The effect of that provision is that if the “accountable person” (in this case the Attorney General) has reasonable grounds for disagreeing with the decision of the Information Commissioner or Tribunal that certain information should be released, he or she can prevent the decision from being put into effect.
Section 53(6) provides that the accountable person is to provide reasons for the decision. The Attorney General’s Statement of Reasons can be found here. In summary, he concludes that whether or not the Upper Tribunal was right about the scope of the “Education Convention”, it was wrong that the correspondence did not constitute preparation for Kingship, in that Prince Charles was essentially practicing the skills employed by the Monarch under the Tripartite Convention. This underpinned a very strong interest in withholding the information, with the Attorney General observing that “[i]f such correspondence is to take place at all, it must be under conditions of confidentiality”. He also gave greater weight than did the Tribunal to the risk that disclosure of the correspondence could undermine the official neutrality of Prince Charles, and thereby undermine his future position as Sovereign.

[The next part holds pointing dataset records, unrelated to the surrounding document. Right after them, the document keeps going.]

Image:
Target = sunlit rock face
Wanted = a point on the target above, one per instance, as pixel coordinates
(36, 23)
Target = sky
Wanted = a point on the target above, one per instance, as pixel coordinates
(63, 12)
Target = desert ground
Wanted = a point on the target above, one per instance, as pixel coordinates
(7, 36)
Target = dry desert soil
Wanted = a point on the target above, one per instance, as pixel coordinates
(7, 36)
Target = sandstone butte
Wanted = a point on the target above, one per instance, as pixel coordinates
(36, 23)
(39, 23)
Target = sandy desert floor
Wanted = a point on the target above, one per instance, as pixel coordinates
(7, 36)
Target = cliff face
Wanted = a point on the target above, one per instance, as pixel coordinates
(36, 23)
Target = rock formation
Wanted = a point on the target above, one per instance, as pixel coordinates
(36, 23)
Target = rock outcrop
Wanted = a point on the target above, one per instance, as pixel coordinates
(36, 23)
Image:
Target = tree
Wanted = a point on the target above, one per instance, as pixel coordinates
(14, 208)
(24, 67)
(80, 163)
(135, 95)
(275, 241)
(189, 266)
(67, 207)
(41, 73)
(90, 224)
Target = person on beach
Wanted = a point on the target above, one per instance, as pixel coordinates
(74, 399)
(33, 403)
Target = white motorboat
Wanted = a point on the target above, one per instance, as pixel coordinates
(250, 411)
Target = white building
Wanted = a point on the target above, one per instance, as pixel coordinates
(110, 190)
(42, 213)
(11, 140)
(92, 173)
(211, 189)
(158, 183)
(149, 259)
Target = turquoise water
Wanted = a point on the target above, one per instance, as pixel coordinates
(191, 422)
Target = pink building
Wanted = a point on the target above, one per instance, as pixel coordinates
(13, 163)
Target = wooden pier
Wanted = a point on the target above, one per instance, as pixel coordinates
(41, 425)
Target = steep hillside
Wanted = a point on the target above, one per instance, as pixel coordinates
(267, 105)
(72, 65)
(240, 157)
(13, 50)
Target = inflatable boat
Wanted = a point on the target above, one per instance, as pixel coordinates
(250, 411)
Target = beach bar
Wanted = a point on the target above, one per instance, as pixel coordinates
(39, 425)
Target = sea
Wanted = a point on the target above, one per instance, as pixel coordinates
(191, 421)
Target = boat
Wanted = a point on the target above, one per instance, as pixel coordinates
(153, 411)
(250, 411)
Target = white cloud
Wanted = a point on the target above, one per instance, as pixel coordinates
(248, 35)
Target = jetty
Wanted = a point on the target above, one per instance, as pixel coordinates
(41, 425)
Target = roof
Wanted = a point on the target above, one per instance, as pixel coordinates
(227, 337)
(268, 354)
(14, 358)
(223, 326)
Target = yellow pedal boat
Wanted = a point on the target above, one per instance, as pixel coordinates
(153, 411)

Whether the Attorney General or the Upper Tribunal struck the right balance is a question that will undoubtedly be the subject of much debate. What I find interesting is that, with so much reasoning and argument canvassed at such great length, there is arguably one aspect underpinning much of the debate which has not been directly addressed: that being that the Prince of Wales has been in his role for many decades, and he might well be in that role for many years to come, even as his mother will inevitably become less able to assume all the burdens of the sovereign. In such circumstances, one might take the view that it is understandable that he should take it upon himself to engage with government in a way that is conventionally the preserve of the monarch.
The exercise of the “veto power” under section 53(2) by the Attorney General has been lambasted by republican groups. However, it should also not be overlooked that the very existence of this power in the Act is cause for controversy and debate. When the Act was first introduced, it received significant criticism due to the number of absolute and qualified exemptions, with some commentators viewing the presumptive right to information as being subject to death by a thousand cuts. Section 53(2) acts as an executive guillotine.
In any event, this intriguing story is not over. As well as responding to the Attorney General’s decision with a blistering editorial, the Guardian has indicated that it may seek to have the decision judicially reviewed in the High Court; the judiciary may yet have the last word.